As in the case of the Israeli entities established in the Palestinian territories under Israel’s national law, the EU does not provide support to Turkish entities established in Northern Cyprus under Turkey’s national law. As happens also in relation to Israeli natural persons based in or carrying out activities in the occupied Palestinian territories, the EU has taken appropriate steps to evaluate the most suitable implementation methods for “individual projects” in Northern Cyprus, where perhaps half of the estimated 300,000 residents were either born in Turkey or are children of settlers. Quoting the EU report on the issue, as it cannot enter into financing agreements with the Turkish Cypriot authorities, “because they are not officially recognised by the international community, the [EU] Commission has primarily implemented the assistance by entering into contracts directly and acting as the sole contracting authority.”
These policies are carried out by the EU with the official purpose “to facilitate the reunification of Cyprus” and with the aim of “improving the contacts between the two communities”. They are fully consistent with international law, including with Article 43 of the Hague Regulations, according to which building infrastructure is to a certain extent part of the occupier’s obligations, as long as the infrastructure is built for the benefit of the local population.
The case of Western Sahara
Since decades Western Sahara and the Palestinian territories are witnessing two struggles for self-determination. Both areas register human rights violations and both are recognized by the United Nations as being illegitimately under the rule of a foreign power. The two contexts, however, have few other points in common. Still today Western Sahara represents one of the most sparsely populated territories in the world. Contrary to Palestine and its local majority, under Spanish colonial rule Western Sahara was inhabited mainly if not only by nomadic tribes which paid allegiance to different powers. When territorial boundaries have been imposed by the colonial powers, the nomadic tribes that roamed sub-Saharan region were largely ignored. Several Sahrawi tribes, characterized by an internal governance structure, paid allegiance to the central authority of the monarchy in Morocco.
This aspect has been confirmed by 1975’s International Court of Justice’s (ICJ) advisory opinion, which, beside upholding the right of the country’s inhabitants to self-determination, pointed out that there were “legal ties of allegiance between the Sultan of Morocco and some of the tribes living in the territory of Western Sahara”. Sahrawis have the full right to self-determinate their future and Morocco should be considered accountable for its violations of human rights. Nonetheless, it is still today a matter of harsh debates to which extent Polisario – the Sahrawi rebel national liberation movement, supported since 1975 by the Algerian government, committed to put an end to the Moroccan occupation of Western Sahara – should be considered the sole or even the main legitimate representative of the Sahrawi people.

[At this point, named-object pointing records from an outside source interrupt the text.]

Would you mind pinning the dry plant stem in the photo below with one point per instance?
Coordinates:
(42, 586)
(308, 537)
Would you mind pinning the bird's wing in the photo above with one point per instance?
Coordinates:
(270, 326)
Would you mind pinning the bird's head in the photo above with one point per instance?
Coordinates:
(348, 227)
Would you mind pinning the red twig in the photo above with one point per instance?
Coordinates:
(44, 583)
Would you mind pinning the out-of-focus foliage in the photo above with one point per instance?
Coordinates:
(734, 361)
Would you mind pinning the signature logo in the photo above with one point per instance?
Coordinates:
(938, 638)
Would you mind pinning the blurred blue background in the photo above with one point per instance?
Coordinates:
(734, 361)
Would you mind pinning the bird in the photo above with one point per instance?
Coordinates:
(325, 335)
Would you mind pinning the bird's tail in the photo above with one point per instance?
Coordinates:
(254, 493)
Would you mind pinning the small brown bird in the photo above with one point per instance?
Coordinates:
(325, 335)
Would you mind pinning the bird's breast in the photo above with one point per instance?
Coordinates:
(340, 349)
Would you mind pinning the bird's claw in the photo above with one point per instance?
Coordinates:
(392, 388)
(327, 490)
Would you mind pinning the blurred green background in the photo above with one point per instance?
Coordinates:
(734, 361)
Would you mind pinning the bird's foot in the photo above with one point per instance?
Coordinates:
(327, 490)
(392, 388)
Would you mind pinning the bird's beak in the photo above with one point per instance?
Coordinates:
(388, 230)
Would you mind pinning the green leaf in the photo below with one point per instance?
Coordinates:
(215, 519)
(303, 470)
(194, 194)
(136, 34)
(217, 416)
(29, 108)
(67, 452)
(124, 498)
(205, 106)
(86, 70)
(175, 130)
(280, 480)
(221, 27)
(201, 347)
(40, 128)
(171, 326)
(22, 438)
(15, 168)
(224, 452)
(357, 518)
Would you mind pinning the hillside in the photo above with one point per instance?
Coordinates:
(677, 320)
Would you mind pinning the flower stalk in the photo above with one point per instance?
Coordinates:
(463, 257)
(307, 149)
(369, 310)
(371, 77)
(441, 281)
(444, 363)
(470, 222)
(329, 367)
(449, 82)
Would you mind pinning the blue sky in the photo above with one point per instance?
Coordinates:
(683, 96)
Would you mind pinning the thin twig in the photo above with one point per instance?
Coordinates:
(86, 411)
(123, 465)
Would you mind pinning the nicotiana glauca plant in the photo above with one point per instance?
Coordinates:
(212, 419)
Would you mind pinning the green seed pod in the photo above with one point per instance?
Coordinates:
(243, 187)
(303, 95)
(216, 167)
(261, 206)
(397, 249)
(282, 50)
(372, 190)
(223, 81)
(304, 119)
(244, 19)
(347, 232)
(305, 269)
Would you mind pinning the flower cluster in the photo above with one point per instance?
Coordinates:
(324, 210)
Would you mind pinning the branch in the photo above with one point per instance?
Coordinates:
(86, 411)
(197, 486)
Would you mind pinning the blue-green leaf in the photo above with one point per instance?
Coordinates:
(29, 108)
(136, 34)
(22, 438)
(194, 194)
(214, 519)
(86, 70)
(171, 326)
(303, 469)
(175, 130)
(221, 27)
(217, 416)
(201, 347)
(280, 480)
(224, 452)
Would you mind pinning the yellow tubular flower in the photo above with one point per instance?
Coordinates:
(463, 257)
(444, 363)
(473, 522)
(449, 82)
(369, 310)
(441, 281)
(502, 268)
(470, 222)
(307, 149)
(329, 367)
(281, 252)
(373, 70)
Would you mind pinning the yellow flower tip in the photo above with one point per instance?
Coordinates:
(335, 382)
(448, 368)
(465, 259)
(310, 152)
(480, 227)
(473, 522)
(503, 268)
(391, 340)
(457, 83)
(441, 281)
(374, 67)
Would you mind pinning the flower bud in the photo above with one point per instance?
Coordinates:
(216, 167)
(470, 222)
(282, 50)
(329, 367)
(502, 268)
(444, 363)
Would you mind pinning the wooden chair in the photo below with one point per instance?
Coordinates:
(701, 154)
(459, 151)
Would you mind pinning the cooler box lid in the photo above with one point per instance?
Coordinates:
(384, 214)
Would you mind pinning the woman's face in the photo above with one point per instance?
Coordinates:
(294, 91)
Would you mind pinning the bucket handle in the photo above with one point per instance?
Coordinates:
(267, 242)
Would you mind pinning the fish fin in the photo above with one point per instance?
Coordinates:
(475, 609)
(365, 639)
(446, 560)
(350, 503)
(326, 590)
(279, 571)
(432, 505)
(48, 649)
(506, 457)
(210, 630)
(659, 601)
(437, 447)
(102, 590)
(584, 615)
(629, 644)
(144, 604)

Despite the evident differences between the two contexts, the problem remains: the EU (and the UN) recognizes Western Sahara as an occupied territory. Either Brussels changes its standpoint on the issue, or it has to be consistent with its own policies and procedures. What is at stake is the political and moral credibility of the EU. This is even more the case considering that in signing the recent fisheries agreement the aspirations of the local indigenous Sahrawi population as well as the concerns expressed by several international organizations have been largely ignored. Greenpeace adviser Justine Maillot noted for example that the “increasing the EU catch in the waters of Morocco and Western Sahara will lead to overfishing and conflict with the needs and interests of local people.”